This is a different issue, with GD, not phpmyadmin: http://forums.freebsd.org/showthread.php?t=1722


----------



## Lego (Mar 27, 2009)

Yes but were do you fetch the pdflib from? and is pecl-pdflib the same ? I can't seem to find pdflib-lite in freshports.. but pecl-pdflib and pdflib are both and both cannot be fetched..

I downloaded the pdflib-2.1.7.tar from the link for pecl-pdflib-2.1.7, and can't seem to figure out what to do with the files after extracting them :S make/make install clean doesn't work... :S


----------



## gilinko (Mar 27, 2009)

I just tried to downloaded pdflib using ports(which is the pdflib-lite binary version as the full pdflib you have to pay for) and it works fine.

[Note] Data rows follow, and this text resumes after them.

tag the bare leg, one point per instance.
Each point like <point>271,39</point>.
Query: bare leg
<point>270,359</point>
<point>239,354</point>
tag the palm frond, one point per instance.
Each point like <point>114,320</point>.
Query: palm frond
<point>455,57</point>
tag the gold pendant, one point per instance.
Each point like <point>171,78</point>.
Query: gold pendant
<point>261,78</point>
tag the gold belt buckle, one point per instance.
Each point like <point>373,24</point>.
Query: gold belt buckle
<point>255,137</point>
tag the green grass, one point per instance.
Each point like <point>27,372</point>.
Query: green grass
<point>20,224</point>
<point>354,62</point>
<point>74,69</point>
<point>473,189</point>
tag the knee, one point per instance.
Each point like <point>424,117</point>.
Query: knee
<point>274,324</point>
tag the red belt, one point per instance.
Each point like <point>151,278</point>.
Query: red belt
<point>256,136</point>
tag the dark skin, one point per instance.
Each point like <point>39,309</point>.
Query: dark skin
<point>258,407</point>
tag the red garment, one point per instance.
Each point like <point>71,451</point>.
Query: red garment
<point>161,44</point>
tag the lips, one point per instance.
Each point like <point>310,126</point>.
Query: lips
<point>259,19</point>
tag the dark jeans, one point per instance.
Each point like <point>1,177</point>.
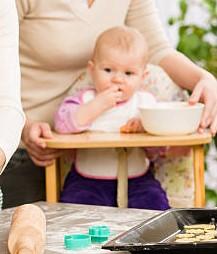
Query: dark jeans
<point>22,181</point>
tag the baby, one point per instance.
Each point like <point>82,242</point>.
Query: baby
<point>117,69</point>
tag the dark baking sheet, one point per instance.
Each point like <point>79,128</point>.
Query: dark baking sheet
<point>157,234</point>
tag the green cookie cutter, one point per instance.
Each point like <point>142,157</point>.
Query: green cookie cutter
<point>99,234</point>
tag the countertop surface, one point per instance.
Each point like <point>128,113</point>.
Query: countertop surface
<point>69,219</point>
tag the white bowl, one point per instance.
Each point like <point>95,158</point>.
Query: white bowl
<point>171,118</point>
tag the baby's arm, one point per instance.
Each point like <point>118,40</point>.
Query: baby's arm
<point>74,116</point>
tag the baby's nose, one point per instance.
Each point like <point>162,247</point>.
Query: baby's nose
<point>118,78</point>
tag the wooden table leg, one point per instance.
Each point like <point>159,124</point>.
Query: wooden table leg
<point>52,183</point>
<point>198,152</point>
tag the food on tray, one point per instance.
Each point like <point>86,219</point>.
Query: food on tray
<point>186,240</point>
<point>200,226</point>
<point>184,236</point>
<point>197,233</point>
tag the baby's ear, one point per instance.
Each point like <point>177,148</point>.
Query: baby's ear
<point>90,67</point>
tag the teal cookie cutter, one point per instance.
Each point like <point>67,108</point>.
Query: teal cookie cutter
<point>77,241</point>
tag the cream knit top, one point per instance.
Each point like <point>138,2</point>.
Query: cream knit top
<point>57,39</point>
<point>11,114</point>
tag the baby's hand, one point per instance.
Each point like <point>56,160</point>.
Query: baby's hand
<point>110,97</point>
<point>134,125</point>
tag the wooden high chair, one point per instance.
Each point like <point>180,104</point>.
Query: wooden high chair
<point>117,140</point>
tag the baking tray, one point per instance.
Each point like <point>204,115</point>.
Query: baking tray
<point>157,234</point>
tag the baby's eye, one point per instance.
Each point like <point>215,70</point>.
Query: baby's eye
<point>107,70</point>
<point>128,73</point>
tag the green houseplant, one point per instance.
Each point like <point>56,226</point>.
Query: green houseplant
<point>199,43</point>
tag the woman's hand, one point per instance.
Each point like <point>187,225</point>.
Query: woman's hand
<point>32,137</point>
<point>206,92</point>
<point>134,125</point>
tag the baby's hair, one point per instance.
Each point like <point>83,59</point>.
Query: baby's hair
<point>122,38</point>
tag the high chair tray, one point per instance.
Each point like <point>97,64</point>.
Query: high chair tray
<point>158,234</point>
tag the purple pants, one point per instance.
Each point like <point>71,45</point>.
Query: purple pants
<point>144,192</point>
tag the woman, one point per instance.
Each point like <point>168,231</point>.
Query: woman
<point>56,41</point>
<point>12,117</point>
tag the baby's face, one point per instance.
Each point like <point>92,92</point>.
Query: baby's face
<point>116,68</point>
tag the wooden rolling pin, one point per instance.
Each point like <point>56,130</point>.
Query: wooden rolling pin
<point>28,230</point>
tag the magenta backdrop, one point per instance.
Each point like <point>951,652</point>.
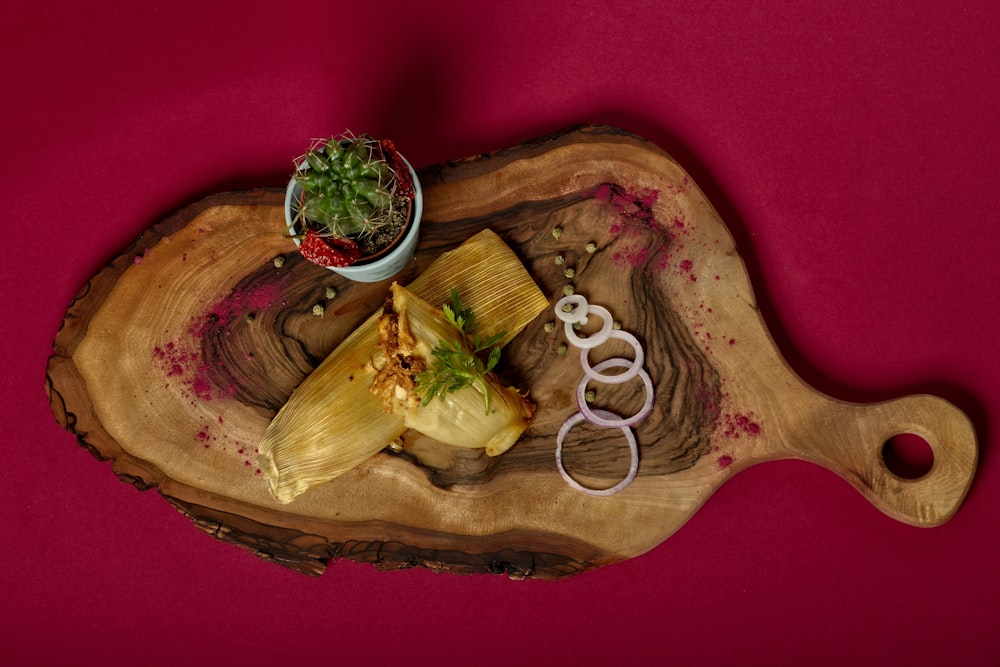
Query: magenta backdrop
<point>852,151</point>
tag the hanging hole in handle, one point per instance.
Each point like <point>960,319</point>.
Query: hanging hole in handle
<point>908,456</point>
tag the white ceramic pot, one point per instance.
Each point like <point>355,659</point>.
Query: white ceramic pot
<point>384,267</point>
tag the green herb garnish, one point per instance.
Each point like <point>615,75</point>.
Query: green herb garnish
<point>460,363</point>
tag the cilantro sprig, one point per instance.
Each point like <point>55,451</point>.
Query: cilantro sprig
<point>461,363</point>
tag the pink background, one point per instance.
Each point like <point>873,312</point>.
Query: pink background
<point>852,151</point>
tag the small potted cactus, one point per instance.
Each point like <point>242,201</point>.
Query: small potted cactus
<point>354,206</point>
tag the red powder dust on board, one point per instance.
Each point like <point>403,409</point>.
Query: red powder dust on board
<point>735,425</point>
<point>182,359</point>
<point>198,381</point>
<point>634,219</point>
<point>238,304</point>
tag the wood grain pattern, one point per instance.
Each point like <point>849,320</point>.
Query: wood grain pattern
<point>172,360</point>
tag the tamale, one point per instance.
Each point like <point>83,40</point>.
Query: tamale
<point>332,422</point>
<point>486,415</point>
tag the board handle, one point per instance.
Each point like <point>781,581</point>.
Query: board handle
<point>852,440</point>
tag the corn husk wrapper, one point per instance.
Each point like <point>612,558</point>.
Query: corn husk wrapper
<point>490,417</point>
<point>332,422</point>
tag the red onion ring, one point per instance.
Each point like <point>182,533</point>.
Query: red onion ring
<point>633,449</point>
<point>594,417</point>
<point>594,339</point>
<point>578,314</point>
<point>632,370</point>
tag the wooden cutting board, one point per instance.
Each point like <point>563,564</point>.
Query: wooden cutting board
<point>172,360</point>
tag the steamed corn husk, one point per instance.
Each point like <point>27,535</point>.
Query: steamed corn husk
<point>490,417</point>
<point>332,422</point>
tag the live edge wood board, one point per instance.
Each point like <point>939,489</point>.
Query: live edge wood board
<point>172,360</point>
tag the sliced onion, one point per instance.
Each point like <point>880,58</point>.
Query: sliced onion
<point>594,339</point>
<point>579,312</point>
<point>594,416</point>
<point>625,376</point>
<point>633,449</point>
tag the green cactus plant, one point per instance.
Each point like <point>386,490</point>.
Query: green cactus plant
<point>354,190</point>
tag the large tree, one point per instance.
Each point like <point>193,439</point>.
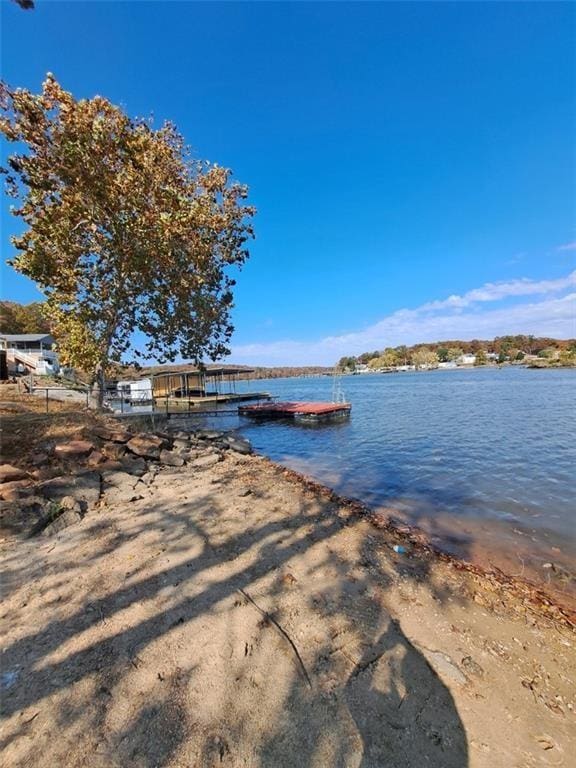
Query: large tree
<point>125,231</point>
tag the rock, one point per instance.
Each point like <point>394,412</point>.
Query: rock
<point>123,480</point>
<point>65,520</point>
<point>148,478</point>
<point>69,503</point>
<point>21,517</point>
<point>74,449</point>
<point>8,473</point>
<point>239,445</point>
<point>108,465</point>
<point>85,489</point>
<point>134,465</point>
<point>472,667</point>
<point>96,458</point>
<point>39,459</point>
<point>15,490</point>
<point>203,462</point>
<point>146,445</point>
<point>114,435</point>
<point>45,473</point>
<point>125,495</point>
<point>209,434</point>
<point>171,459</point>
<point>114,450</point>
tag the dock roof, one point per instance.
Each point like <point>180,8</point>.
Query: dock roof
<point>25,336</point>
<point>208,371</point>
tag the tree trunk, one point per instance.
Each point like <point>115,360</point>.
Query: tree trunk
<point>98,388</point>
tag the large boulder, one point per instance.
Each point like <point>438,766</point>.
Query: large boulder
<point>74,449</point>
<point>238,444</point>
<point>134,465</point>
<point>8,473</point>
<point>146,445</point>
<point>85,488</point>
<point>112,434</point>
<point>65,520</point>
<point>171,459</point>
<point>203,462</point>
<point>119,479</point>
<point>22,517</point>
<point>209,434</point>
<point>114,450</point>
<point>15,490</point>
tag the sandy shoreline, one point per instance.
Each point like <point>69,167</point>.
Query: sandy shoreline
<point>243,615</point>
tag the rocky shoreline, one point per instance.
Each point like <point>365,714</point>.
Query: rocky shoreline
<point>106,464</point>
<point>171,600</point>
<point>111,463</point>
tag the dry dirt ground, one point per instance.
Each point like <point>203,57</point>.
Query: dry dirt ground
<point>237,617</point>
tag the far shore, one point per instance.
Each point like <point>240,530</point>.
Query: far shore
<point>233,612</point>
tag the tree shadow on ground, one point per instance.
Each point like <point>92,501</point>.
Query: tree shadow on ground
<point>167,661</point>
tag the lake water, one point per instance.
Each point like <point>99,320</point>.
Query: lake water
<point>483,459</point>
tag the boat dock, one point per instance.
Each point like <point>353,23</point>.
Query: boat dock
<point>208,400</point>
<point>306,412</point>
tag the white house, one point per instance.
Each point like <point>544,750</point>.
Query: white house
<point>30,352</point>
<point>466,360</point>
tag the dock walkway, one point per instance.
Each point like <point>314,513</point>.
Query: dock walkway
<point>306,411</point>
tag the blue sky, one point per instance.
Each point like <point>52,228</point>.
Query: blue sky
<point>399,154</point>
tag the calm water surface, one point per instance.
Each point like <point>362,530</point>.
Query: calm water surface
<point>478,458</point>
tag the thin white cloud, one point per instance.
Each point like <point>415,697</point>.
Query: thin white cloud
<point>457,317</point>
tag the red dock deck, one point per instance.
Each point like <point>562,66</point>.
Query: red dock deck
<point>306,411</point>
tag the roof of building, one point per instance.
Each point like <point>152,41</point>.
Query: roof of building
<point>25,336</point>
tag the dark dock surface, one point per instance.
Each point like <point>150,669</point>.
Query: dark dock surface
<point>303,411</point>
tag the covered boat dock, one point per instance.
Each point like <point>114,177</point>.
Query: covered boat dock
<point>201,386</point>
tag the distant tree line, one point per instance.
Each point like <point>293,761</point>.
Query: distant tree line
<point>506,349</point>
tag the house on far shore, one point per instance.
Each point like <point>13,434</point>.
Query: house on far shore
<point>29,353</point>
<point>466,360</point>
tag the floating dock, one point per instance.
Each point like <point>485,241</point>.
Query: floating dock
<point>307,412</point>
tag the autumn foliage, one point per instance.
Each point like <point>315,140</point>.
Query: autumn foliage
<point>125,230</point>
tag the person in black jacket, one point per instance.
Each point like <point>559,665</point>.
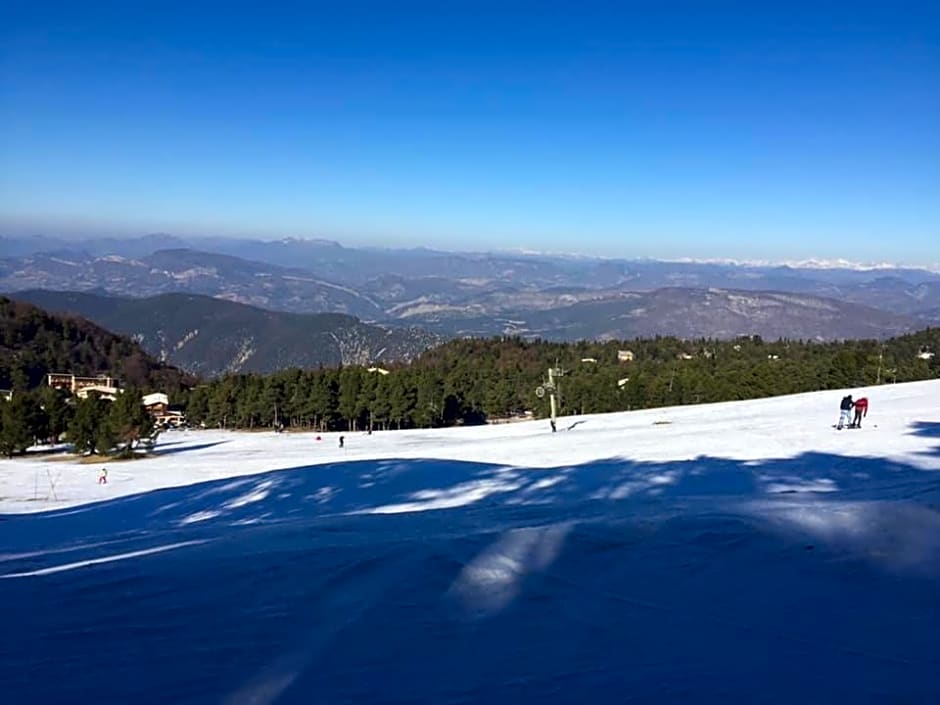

I could have been something wrong on the source end when you tried... So just try again. pecl-pdflib is build from pecl source using the pdflib-lite library files, so if ports can't fetch(and build) a dependency it stops the entire process.


----------



## Lego (Mar 27, 2009)

pecl-pdflib is the one you need. got it in somehow.. not sure which thing i did worked... LOL but its installed 

Hmm everything is installed but when I try to access any phpMyAdmin page I get a Forbbiden 403 error... you dont' have permission to view this? how do I fix that?

I've tried both IPs and Domain name, with same results..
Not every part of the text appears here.